Federated Adversarial Training for Privacy-Preserving Robust Large Language Model Agents in Distributed Medical Decision Support Systems
Keywords:
federated learning, adversarial training, large language models, medical decision support, privacy preservation, robustness, distributed systems, healthcare AIAbstract
The rapid integration of large language model (LLM) agents into clinical decision support systems promises transformative advances in diagnostic accuracy, treatment personalization, and operational efficiency. However, the deployment of such systems across distributed healthcare networks introduces profound challenges at the intersection of data privacy, model robustness, and regulatory compliance. Centralizing sensitive patient data for training is often infeasible under frameworks such as HIPAA and GDPR, while LLM agents remain vulnerable to adversarial manipulations that can induce harmful clinical errors. This paper presents a comprehensive system-level investigation of federated adversarial training as a unified paradigm for cultivating privacy-preserving yet robust LLM agents within distributed medical decision support infrastructures.
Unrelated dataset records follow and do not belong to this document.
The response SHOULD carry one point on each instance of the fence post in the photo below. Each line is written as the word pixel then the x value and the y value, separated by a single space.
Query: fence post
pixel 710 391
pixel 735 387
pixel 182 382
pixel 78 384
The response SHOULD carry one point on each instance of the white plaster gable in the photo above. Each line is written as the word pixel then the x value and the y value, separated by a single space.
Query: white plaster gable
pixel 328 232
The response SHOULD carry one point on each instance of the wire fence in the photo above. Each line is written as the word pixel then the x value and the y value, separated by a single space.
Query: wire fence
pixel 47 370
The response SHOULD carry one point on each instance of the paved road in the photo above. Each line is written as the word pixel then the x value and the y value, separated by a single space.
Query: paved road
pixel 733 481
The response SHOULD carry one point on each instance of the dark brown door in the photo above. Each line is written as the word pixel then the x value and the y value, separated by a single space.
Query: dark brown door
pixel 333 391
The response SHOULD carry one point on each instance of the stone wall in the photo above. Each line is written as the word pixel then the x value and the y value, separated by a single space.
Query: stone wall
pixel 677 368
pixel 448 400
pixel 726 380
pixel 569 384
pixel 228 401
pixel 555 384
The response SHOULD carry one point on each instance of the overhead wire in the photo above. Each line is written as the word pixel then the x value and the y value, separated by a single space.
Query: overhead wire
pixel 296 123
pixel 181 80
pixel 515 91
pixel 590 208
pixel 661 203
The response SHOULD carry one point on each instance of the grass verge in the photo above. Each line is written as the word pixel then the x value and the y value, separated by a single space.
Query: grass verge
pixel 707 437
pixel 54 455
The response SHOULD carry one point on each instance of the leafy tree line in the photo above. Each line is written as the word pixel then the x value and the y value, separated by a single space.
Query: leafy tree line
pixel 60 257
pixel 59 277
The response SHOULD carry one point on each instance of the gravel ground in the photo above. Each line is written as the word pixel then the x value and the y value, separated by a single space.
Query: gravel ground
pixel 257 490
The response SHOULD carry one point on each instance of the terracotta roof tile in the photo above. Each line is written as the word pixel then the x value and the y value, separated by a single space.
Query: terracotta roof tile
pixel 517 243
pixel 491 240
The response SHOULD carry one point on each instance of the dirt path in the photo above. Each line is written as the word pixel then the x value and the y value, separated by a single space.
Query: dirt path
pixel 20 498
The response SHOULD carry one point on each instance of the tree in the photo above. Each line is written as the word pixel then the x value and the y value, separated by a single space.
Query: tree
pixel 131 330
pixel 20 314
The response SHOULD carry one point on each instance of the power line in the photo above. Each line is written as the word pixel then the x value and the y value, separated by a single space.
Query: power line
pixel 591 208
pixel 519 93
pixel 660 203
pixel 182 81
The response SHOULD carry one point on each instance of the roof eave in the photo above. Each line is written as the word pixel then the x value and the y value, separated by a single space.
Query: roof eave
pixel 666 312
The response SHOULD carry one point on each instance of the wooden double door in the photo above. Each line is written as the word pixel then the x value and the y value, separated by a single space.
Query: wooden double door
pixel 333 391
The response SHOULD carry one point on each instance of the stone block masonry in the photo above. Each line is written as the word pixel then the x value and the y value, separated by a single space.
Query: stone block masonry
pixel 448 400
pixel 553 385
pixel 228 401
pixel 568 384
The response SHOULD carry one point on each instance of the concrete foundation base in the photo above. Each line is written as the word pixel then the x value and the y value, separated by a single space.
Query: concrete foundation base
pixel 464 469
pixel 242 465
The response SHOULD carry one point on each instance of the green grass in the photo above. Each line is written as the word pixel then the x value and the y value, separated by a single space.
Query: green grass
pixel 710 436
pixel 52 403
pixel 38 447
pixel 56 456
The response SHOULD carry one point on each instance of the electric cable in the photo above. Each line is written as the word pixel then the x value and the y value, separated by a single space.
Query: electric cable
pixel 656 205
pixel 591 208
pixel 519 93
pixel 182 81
We analyze the architectural design space encompassing secure aggregation, differential privacy, and adversarial example generation orchestrated across heterogeneous clinical sites. The discussion extends to structural trade-offs between communication efficiency, model utility, and resilience to both data-poisoning and evasion attacks in the linguistic domain. We examine the complex interplay between adversarial robustness mechanisms and privacy leakage, highlighting how federated optimization can amplify or mitigate membership inference risks. Furthermore, we address infrastructure sustainability, computational resource allocation, edge-cloud orchestration, and the carbon footprint of continuously retraining medical LLM agents. Governance challenges, fairness across demographically diverse populations, and the alignment of federated adversarial training with evolving regulatory instruments for AI-based medical devices are critically evaluated. The paper concludes by outlining forward-looking policy and design recommendations to bridge the gap between theoretical robustness guarantees and operational medical realities.